Настя встала и направилась к дверям.
- Вы куда? окликнул ее Орест.
- Детей проведаю.
Тяжелое впечатление произвели на молодого человека последние слова девушки; ему вдруг до крайности стало жаль ее. "У нее что-то есть на душе", смутно догадывался он, - "и что-то тяжелое, давнишнее... Оно чувствуется в каждом ее слове, как она не старается скрыть его!"
Он перешел к открытому окну и задумался.
"И может быть" рассуждал он, - "эта чистая, нежная натура, созданная для счастья, увянет, как цветок без света и тепла, и сердце ее, ни разу не согретое, так камнем и пролежит в ее груди, камнем сойдет и в могилу!.. Быстро промелькнет ее молодость, с неудовлетворенным избытком сил, жаждою жизни... - и нечем будет помянуть ее! А какой-нибудь ничтожный случай, мгновение - и все сложилось бы иначе: от мрака перешла бы она к свету, широкою струей влилось бы в нее дыхание жизни!"

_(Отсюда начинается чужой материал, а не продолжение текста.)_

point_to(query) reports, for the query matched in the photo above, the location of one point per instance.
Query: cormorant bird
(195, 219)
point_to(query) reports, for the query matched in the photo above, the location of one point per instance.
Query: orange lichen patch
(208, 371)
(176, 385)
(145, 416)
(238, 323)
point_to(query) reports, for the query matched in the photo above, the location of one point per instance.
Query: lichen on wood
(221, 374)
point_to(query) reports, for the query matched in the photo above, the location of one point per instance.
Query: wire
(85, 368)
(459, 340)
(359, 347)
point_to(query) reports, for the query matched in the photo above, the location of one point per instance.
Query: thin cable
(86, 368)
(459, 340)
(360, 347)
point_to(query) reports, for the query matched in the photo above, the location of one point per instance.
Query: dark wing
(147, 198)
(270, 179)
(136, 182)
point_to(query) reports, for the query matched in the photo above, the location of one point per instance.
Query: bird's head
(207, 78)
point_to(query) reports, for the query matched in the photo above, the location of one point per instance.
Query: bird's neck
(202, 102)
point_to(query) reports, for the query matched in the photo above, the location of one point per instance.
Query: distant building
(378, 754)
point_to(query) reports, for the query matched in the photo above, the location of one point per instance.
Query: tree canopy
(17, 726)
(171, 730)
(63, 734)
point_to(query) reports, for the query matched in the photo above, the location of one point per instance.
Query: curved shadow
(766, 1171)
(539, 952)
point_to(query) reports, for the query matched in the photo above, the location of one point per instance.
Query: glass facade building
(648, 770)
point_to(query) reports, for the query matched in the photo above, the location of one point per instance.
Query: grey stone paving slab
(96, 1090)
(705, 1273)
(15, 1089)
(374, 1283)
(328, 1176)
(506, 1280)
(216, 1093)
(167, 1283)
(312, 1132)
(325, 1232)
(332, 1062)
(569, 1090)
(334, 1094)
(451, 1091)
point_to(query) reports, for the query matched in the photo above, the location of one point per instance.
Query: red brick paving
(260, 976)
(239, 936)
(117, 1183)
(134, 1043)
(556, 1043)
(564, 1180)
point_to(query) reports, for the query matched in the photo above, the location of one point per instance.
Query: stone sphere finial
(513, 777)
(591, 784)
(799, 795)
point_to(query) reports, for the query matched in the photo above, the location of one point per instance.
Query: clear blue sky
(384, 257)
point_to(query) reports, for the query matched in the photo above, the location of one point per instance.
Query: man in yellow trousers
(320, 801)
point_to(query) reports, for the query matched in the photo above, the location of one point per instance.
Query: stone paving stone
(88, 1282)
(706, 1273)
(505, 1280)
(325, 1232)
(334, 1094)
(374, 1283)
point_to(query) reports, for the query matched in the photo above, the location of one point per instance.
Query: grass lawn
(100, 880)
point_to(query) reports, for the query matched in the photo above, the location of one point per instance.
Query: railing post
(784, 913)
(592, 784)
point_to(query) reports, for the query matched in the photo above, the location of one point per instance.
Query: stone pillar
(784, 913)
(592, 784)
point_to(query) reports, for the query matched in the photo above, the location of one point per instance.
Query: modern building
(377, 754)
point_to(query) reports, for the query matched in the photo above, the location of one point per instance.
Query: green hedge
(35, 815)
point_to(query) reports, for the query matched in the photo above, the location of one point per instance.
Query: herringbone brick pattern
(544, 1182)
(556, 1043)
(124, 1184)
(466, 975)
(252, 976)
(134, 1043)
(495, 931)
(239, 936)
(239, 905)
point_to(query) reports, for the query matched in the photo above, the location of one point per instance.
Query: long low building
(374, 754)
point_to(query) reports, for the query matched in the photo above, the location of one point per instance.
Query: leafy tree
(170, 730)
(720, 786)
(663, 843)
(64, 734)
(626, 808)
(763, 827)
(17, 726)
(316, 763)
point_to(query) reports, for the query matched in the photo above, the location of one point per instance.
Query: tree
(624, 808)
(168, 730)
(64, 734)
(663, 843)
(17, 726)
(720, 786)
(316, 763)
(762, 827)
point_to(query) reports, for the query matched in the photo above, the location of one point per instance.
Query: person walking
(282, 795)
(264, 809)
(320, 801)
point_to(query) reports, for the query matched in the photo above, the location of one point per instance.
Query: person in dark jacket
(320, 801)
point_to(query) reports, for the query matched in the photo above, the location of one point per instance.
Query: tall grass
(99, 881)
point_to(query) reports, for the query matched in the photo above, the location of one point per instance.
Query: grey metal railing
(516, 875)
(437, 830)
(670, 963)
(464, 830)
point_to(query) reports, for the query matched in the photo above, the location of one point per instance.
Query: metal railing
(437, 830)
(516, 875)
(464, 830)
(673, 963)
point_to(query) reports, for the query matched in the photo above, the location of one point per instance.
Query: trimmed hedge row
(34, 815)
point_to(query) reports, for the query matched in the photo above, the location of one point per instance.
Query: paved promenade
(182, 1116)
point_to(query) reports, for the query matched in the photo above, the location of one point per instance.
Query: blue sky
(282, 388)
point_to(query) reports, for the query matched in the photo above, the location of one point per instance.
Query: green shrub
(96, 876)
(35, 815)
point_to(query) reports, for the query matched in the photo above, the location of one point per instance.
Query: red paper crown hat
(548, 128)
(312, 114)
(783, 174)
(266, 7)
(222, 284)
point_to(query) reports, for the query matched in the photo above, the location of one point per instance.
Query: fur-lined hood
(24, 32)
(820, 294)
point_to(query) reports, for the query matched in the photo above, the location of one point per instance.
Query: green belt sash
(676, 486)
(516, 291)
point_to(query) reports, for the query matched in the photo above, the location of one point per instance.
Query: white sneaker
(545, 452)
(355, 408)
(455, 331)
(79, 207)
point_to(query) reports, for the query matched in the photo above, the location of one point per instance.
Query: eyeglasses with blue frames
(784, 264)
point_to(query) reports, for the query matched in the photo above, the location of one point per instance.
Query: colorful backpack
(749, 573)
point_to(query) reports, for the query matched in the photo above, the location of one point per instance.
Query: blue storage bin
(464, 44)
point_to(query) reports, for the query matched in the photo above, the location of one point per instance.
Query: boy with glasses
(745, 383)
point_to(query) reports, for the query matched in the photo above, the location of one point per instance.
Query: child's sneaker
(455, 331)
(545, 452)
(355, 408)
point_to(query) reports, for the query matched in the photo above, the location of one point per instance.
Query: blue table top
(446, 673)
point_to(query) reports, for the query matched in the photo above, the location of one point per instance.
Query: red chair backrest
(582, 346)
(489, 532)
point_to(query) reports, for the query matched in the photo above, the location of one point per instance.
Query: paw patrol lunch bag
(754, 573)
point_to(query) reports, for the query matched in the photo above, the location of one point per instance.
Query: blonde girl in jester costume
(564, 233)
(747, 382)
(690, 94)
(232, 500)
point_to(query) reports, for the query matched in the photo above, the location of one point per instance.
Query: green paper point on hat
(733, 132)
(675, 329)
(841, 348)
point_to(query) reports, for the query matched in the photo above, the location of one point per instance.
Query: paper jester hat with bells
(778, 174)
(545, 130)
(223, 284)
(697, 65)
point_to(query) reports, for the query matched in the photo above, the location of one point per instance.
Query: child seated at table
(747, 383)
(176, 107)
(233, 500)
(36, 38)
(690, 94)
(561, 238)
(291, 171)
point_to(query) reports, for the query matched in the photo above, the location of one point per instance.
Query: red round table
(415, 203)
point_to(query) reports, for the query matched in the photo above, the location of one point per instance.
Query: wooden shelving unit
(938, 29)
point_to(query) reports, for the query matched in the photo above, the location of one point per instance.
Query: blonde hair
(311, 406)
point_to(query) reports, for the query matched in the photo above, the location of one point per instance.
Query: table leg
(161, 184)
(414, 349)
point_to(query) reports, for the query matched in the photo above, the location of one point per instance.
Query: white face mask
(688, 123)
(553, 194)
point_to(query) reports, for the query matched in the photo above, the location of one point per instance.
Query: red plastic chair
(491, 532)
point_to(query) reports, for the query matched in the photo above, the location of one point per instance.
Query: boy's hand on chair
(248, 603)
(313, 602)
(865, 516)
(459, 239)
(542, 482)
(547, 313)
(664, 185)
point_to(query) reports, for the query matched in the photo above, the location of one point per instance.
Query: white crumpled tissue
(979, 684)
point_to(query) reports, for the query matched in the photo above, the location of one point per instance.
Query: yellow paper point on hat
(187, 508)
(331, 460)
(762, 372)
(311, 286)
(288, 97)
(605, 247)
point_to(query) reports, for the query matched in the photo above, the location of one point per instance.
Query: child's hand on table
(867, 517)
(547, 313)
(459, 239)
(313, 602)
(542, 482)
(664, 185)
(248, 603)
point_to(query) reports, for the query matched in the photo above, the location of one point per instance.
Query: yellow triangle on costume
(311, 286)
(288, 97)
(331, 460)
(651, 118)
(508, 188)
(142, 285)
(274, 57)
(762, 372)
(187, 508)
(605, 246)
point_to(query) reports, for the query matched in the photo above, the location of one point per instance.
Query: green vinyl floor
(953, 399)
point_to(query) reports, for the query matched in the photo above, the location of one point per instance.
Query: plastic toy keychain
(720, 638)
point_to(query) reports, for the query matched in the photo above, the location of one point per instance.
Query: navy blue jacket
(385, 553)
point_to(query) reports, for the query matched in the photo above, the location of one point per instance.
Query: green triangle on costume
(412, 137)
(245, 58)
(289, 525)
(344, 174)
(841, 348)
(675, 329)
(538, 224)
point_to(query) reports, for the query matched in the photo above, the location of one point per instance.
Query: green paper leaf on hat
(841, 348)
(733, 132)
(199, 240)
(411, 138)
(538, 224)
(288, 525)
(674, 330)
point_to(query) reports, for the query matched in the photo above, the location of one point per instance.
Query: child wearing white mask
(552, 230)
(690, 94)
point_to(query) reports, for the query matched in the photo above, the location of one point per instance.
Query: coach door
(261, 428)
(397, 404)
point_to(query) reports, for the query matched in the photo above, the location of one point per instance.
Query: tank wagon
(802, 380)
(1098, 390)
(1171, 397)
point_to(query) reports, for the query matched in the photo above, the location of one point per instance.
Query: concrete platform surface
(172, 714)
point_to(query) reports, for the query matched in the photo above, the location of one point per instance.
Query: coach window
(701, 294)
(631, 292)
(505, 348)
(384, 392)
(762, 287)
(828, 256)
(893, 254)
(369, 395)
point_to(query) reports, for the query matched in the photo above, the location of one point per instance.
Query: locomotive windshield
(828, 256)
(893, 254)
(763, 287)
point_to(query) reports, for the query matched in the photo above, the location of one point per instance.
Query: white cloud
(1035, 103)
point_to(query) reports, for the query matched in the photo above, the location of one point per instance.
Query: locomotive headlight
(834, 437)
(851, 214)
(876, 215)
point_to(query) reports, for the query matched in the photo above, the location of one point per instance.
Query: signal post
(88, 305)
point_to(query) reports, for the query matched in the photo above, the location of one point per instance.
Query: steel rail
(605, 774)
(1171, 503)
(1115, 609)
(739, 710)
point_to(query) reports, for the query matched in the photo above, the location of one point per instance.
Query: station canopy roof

"О зачем, зачем?" после небольшой паузы вздохнул Орест и, с поникшей головой, раздумался о своем прошедшем...
А из сада, пахучею волной, так и вливался раздражающий воздух, ласкал и нежил его разгоревшееся лицо.
- О чем размечтались? раздался вдруг над самым ухом Осокина голос Насти и, тихо скользнув мимо молодого человека, она тоже присела к окну, - Ночью восхищаетесь?
- О вас думал, поднял голову Орест; - понять не могу, что с вами сделалось в последнее время...
- Ничего не сделалось.
- Полноте... я ведь вижу... Внутри вас происходит какая-то работа; вы не то печальны, не то смущены. В тоне вашем звучит грусть, что-то даже вроде тайной скорби.
Девушка рассмеялась, но смех этот показался Осокину искусственным.
- Не обманете вы меня. Настасья Сергеевна, воскликнул он, - улыбка у вас на губах только!